Junk bond sales off to slow start in 2017

15 Jan, 2017

The US high-yield primary market is off to one of its slowest starts in years and is likely to stay low and slow at least in the medium term, said bankers and analysts.
Just US$800m in new high-yield bonds have priced in the first 11 days of this year and the pipeline of announced acquisitions lacks some of the blockbuster deals seen in years past.
"It is one of the smallest pipelines that we have seen in a while coming into the year," a senior leveraged finance banker told IFR. "There is some LBO activity but it still feels a bit slow."
According to some, the low demand for financing from junk issuers - in contrast to high-grade rated companies - is in part due to uncertainty about the impact of the incoming Donald Trump administration.
In the first 11 days of 2017, high-grade companies have sold nearly US$90bn of bonds.

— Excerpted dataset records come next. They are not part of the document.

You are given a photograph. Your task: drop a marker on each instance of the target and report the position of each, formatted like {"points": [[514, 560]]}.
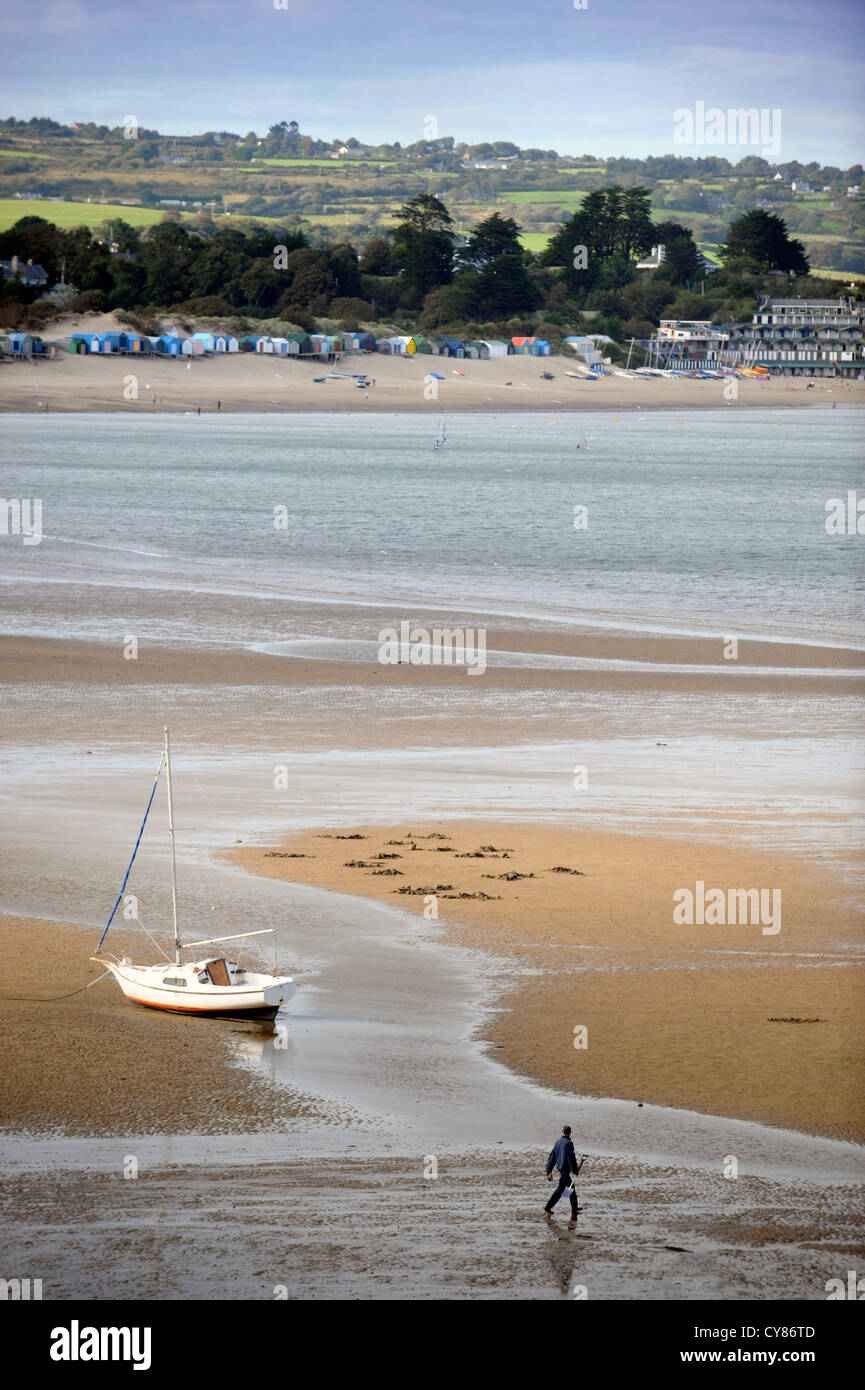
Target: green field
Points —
{"points": [[75, 214], [24, 154], [566, 198], [534, 241], [328, 164]]}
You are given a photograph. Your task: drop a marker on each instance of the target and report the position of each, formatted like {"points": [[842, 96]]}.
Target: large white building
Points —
{"points": [[805, 337]]}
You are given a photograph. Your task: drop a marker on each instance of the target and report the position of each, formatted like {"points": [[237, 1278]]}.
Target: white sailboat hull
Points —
{"points": [[252, 995]]}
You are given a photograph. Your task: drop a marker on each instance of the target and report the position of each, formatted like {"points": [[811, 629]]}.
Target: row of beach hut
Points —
{"points": [[326, 346]]}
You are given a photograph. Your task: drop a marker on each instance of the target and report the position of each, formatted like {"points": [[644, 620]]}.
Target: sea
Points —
{"points": [[701, 523]]}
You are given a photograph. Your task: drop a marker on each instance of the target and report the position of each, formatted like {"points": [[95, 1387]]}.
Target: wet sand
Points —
{"points": [[384, 1232], [719, 1019], [95, 1064], [259, 382]]}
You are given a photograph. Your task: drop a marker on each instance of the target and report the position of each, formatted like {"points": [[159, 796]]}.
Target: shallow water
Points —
{"points": [[709, 523]]}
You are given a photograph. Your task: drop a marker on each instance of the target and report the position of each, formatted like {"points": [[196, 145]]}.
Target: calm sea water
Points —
{"points": [[708, 523]]}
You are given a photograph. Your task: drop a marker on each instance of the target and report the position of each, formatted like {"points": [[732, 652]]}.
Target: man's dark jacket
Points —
{"points": [[563, 1158]]}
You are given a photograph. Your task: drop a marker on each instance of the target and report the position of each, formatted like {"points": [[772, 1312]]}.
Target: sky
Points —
{"points": [[611, 78]]}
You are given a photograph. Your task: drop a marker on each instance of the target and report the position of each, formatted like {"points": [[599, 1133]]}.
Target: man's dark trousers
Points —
{"points": [[565, 1180]]}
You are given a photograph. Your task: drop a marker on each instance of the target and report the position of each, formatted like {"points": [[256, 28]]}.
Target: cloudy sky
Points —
{"points": [[602, 79]]}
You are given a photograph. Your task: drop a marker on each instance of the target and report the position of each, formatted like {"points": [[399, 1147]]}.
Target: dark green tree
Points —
{"points": [[761, 239], [682, 262], [423, 245]]}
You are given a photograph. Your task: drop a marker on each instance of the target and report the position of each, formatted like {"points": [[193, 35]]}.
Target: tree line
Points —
{"points": [[422, 274]]}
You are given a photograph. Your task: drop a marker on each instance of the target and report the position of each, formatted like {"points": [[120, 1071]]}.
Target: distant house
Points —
{"points": [[655, 257], [24, 271]]}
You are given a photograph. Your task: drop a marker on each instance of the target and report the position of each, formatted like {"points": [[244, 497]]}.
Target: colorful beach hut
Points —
{"points": [[18, 345], [447, 346], [167, 345], [81, 344], [299, 345]]}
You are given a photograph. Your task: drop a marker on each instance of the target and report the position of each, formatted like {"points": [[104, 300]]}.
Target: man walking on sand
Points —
{"points": [[562, 1157]]}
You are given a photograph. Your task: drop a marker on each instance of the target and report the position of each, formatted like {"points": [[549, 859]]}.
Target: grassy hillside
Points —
{"points": [[355, 195]]}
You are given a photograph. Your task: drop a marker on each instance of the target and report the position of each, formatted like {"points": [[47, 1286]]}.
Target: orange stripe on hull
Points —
{"points": [[178, 1008]]}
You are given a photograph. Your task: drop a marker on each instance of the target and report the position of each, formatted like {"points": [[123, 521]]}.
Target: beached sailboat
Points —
{"points": [[209, 983]]}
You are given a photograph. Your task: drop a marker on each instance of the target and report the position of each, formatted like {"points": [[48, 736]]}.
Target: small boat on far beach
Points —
{"points": [[209, 983]]}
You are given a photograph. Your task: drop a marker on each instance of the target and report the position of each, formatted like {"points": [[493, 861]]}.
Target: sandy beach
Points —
{"points": [[719, 1019], [416, 1037], [266, 384]]}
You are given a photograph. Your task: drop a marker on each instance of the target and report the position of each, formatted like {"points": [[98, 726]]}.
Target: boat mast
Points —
{"points": [[177, 940]]}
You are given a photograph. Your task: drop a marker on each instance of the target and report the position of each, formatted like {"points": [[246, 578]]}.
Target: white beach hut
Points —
{"points": [[497, 346]]}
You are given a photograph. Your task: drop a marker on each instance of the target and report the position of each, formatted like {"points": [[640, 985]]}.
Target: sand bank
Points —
{"points": [[723, 1020], [257, 382], [95, 1064]]}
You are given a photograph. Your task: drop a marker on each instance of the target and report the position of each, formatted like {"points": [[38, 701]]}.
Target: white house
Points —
{"points": [[498, 348]]}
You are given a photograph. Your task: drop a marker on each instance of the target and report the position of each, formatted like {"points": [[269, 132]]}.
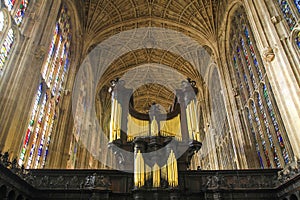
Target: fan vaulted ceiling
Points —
{"points": [[199, 19]]}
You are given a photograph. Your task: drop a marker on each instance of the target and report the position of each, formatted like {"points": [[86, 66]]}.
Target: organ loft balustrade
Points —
{"points": [[162, 143]]}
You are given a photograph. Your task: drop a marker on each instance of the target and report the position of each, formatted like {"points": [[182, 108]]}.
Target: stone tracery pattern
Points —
{"points": [[45, 106], [263, 123]]}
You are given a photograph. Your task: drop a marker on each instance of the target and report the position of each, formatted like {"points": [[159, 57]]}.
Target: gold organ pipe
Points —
{"points": [[112, 121], [136, 127], [156, 175], [171, 128], [119, 115], [189, 123], [139, 170]]}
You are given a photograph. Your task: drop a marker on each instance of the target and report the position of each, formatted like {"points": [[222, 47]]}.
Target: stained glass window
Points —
{"points": [[2, 21], [44, 112], [249, 116], [297, 40], [6, 48], [287, 12], [264, 126], [9, 4], [297, 3], [21, 12]]}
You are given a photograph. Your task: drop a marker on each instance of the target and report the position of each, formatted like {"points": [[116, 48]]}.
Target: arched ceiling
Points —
{"points": [[153, 78], [199, 19]]}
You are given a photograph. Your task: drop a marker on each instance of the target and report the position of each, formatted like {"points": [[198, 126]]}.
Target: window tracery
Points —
{"points": [[263, 124], [45, 108]]}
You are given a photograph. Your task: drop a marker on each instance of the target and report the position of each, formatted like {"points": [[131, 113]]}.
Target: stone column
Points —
{"points": [[279, 70]]}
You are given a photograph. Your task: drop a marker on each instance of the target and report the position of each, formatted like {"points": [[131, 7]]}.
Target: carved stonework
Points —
{"points": [[268, 54]]}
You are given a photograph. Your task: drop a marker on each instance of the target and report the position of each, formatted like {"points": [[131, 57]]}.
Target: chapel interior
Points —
{"points": [[150, 99]]}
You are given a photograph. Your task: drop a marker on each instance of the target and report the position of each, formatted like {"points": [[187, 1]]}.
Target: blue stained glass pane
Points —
{"points": [[297, 39], [297, 3]]}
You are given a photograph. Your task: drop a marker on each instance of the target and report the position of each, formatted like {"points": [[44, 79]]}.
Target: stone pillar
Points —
{"points": [[279, 70]]}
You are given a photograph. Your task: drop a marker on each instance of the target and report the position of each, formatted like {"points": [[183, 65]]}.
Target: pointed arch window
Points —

"Changes to the rules on interest deductibility could affect the dynamics of sponsor-led deals, and the financials behind M&A transactions could be different if we get a corporate tax rate cut," said Tim Crawmer, a portfolio manager at Aberdeen Asset Management.
"It just creates uncertainty and is another reason why people might want to wait."
Some junk rated companies can also afford to wait because many rushed to market before the latest interest rate hike in December, said bankers.
"What stoke the engine of the new issue calendar over the past couple of years has been refinancing ... and there is not a whole lot (left) to do," said Mark Durbiano, head of domestic high yield at Federated Investors.
A relatively more active loan market is also eating into bond issuance volumes.
"When the loan market is strong people don't think they need to look at unsecured capital to get the deal done," said the first banker.
Of the acquisitions already in the pipeline, TPG's US$2.25bn purchase of RCN Telecommunications and Grande Communications, for example, is likely to include only a small bond component of around US$400m.
And it is still unclear how big of a bond - if any - will be included in the US$8.2bn financing backing Centurylink's purchase of Level 3 Communications or the US$6.1bn debt package for Change Healthcare's merger with McKesson.
"The incentive is going to be to maximize the loan," a third banker said of the Centurylink financing.
Healthcare service provider Team Health did just that on Wednesday as it cut the size of its planned bond deal to US$865m from US$1.015bn and transferred US$150m to a term loan. The proceeds will finance a buyout by Blackstone.
If the stars are aligned, bond issuance volumes in the junk market are forecast by bankers to touch US$200bn-$240bn in 2017, and even that would be roughly flat to the US$227bn raised in 2016, which was another slow year.